Palazzo Piccolomini (9)

Also on the Piazza del Campo stands the elegant Palazzo Piccolomini, whose main façade can be admired from Via Banchi di Sotto, at number 53.

As you can see, it is the only Renaissance building in the old town and, since the late 19th century, it has housed the Museo dell'Archivio di Stato di Siena, where priceless documents are kept.

The building began according to a design by Bernardo Rossellini under the architect Pietro Paolo del Porrina. Work began in 1469 and ended in 1510, whereas the Palazzo was the residence of the Piccolomini family, who were related to Pope Pius II. Not surprisingly, Rossellini was a favourite architect of the Pope, so he also built another palace for him a little more than 50 kilometres south of here, in Pienza.

This palace was the residence of noble Sienese, as the Piccolomini have been one of the most important families of Tuscany since the 12th century. They were bankers to the Roman Curia in Rome, with the result that they not only earned large sums of money and land, but were also exempt from building taxation.

Its exterior is harmonious and well balanced. Its ornaments, its façade in Tuscan stone, its windows with their curious ledges, etc. And to top it off, the sculptor Lorenzo di Mariano, Il Marrina, sculpted the capitals of the columns in the inner courtyard. Undoubtedly, it is a great building that many compare to the Palazzo Rucellai in Florence.

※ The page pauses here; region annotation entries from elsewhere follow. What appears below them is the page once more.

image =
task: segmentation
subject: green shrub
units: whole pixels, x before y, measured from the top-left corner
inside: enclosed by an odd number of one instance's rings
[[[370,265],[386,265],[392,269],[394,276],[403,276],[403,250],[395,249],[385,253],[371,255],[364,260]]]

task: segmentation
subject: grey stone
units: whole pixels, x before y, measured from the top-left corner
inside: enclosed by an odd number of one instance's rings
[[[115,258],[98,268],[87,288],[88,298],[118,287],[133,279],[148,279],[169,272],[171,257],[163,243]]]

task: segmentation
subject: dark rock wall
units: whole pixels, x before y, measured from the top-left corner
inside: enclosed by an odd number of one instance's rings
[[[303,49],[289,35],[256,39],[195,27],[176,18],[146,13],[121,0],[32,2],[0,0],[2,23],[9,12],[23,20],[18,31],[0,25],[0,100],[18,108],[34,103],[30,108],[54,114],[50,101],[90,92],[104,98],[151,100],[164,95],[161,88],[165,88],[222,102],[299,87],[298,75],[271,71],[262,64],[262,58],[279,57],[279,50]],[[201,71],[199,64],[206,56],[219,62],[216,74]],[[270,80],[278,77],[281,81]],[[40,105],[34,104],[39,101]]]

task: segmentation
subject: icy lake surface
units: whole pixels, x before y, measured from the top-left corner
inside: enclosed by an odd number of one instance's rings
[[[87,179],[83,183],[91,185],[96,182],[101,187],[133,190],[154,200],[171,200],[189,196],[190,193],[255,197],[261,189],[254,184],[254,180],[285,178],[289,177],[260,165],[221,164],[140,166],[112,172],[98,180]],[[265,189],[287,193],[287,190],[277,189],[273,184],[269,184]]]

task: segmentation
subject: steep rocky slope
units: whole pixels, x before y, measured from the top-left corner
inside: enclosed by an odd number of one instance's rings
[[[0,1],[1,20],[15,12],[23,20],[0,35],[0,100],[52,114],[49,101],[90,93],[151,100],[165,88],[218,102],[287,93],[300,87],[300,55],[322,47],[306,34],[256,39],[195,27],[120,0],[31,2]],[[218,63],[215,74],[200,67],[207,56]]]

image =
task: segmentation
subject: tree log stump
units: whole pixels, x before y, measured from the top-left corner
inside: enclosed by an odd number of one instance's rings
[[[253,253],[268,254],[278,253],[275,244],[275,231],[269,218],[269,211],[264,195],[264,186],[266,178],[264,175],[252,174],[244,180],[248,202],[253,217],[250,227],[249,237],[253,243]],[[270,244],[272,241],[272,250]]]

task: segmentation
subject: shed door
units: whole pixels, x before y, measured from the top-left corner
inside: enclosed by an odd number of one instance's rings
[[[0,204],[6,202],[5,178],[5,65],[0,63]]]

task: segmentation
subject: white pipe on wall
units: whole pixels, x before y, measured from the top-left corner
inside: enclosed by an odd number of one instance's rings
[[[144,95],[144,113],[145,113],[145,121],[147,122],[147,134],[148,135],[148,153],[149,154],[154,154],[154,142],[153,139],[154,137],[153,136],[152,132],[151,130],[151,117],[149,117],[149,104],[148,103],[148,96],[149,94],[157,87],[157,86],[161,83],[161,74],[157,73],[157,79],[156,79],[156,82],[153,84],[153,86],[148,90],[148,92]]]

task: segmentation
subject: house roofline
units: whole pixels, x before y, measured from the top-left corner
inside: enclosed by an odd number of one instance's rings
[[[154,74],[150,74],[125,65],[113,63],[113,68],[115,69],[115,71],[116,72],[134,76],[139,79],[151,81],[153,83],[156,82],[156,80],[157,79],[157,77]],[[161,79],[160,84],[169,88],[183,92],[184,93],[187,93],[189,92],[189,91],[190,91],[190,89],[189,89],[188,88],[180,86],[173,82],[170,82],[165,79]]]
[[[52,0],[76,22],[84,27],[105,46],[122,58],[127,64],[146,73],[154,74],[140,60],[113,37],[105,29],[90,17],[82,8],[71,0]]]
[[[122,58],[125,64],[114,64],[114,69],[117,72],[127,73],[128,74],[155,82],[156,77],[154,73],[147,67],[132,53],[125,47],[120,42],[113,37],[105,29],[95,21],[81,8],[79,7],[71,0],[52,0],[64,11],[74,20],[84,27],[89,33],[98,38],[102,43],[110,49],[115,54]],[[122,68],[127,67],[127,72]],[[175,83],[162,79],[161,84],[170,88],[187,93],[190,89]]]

Already in the 17th century, owing to the disappearance of the Piccolomini family, the palace played different roles in the life of Siena: a school where aristocrats were taught, then the Escola Pia and, eventually, it passed into state hands in the 19th century and ended up becoming the museum that is here today.

If you decide to enter the museum, among the jewels you can see, you must not miss the collection of Tavolette di Bicherna and Gabella. They are 103 panel paintings that were used as covers for the official books of Siena. These works of art were created by the most renowned artists of Siena from the 13th century to the end of the 17th. Quite a relic.